- Relator(a)
- Ministro Joel Ilan Paciornik
- Órgão julgador
- Quinta Turma
- Data do julgamento
- 09/09/2024
- Data de publicação
- 11/09/2024
STJ – Acórdão, Rel. Ministro Joel Ilan Paciornik, Quinta Turma, j. 09/09/2024, p. 11/09/2024
PENAL E PROCESSUAL PENAL. AGRAVO REGIMENTAL NO RECURSO EM HABEAS CORPUS. CRIMES DE ESTUPRO DE VULNERÁVEL EM CONTINUIDADE DELITIVA E VIOLÊNCIA PSICOLÓGICA CONTRA A MULHER. SENTENÇA PROFERIDA. PRISÃO PREVENTIVA MANTIDA. ALEGAÇÃO DE DECRETAÇÃO DA MEDIDA EXTREMA EX OFFICIO. AUSÊNCIA DE ILEGALIDADE. REQUERIMENTO ANTERIOR DO MÍNISTÉRIO PÚBLICO. AGRAVO DESPROVIDO. 1. Não há falar em nulidade da sentença condenatória que manteve a prisão preventiva do agravante anteriormente imposta, não tendo sido decretada ex officio como alegado pela defesa.
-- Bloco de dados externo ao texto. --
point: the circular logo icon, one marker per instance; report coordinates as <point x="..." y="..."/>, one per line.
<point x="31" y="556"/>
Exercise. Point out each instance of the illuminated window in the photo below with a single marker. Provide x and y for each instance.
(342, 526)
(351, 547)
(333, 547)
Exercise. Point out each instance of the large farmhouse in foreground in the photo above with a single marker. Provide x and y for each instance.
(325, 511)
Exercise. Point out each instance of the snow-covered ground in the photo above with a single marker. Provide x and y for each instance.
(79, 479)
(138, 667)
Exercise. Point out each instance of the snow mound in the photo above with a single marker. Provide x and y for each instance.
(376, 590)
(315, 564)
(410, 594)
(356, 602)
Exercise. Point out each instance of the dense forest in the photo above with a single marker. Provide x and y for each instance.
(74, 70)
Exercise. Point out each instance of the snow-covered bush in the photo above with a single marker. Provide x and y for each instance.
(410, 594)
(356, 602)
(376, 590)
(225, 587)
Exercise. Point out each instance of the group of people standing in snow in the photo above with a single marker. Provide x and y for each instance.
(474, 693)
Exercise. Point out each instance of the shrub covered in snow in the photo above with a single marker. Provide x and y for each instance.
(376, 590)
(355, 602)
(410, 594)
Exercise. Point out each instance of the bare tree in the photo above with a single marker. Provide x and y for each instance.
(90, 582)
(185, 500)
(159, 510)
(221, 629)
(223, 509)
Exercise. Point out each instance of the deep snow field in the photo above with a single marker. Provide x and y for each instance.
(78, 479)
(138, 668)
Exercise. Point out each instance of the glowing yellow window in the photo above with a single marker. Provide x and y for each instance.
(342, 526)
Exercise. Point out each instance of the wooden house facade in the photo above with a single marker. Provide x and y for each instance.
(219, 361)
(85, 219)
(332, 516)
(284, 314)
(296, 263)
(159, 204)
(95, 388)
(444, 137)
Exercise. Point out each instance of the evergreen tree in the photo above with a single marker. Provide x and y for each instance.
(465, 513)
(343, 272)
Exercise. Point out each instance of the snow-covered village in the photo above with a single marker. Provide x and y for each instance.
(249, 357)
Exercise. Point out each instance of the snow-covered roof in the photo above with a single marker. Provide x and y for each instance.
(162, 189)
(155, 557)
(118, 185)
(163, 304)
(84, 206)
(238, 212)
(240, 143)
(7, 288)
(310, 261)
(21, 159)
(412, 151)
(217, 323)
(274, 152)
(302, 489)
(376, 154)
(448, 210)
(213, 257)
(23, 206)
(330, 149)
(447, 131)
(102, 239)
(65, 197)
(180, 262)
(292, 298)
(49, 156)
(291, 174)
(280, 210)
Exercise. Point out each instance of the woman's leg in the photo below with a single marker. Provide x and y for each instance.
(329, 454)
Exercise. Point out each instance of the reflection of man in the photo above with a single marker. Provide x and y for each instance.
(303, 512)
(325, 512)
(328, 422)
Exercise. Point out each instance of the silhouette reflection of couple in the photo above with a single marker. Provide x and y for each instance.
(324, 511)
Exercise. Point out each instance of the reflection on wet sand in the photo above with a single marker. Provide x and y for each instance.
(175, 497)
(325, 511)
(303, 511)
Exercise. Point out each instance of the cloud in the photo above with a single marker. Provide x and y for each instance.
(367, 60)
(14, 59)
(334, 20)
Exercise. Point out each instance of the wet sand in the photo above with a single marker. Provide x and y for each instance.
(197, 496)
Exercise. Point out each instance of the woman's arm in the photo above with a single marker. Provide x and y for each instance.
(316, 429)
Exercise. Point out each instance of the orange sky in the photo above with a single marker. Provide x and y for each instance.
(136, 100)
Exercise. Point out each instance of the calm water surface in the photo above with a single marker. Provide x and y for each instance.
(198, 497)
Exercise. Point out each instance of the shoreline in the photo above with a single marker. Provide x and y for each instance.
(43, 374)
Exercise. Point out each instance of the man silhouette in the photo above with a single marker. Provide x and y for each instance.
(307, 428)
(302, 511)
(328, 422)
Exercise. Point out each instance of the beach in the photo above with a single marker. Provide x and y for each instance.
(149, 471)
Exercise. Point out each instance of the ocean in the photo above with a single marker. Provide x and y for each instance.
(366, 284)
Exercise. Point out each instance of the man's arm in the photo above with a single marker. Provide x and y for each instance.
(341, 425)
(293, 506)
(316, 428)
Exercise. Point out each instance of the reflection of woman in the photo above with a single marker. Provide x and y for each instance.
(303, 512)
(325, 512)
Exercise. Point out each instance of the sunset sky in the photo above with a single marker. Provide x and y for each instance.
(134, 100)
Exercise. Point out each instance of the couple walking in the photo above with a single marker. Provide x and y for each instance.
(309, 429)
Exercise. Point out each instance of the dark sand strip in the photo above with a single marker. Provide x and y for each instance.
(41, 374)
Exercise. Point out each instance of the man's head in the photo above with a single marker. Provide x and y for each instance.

Conforme ressaltou a Corte estadual, "evidente que as partes não poderiam requerer seja em sede de memoriais, seja em petição apartada a decretação daquilo que já fora decretado há mais de 01 (um) ano (frise-se, em pleno atendimento ao pleito ministerial formulado); não haveria, por uma questão de lógica processual, interesse jurídico para tanto". A prisão preventiva do agravante foi decretada em 20/3/2023, no âmbito do processo em apenso de n. 1500191-15.2023.8.26.0438, em observância ao requerimento expressamente formulado pela representante do Ministério Público. Ato contínuo, o Magistrado sentenciante manteve a custódia cautelar, que em momento algum fora revogada, sob os mesmos fundamentos que foi anteriormente decretada. Como bem destacado pelo Parquet Federal, em manifestação perante esta Corte Superior de Justiça, "os autos 1500191-15.2023.8.26.04380 e 1500210- 21.2023.8.26.0438 tramitam conjuntamente, bem como houve requerimento expresso da acusação pela manutenção da prisão preventiva, não havendo falar em violação ao sistema acusatório" . 2. Agravo regimental desprovido. (AgRg no RHC n. 198.617/SP, relator Ministro Joel Ilan Paciornik, Quinta Turma, julgado em 9/9/2024, DJe de 11/9/2024.)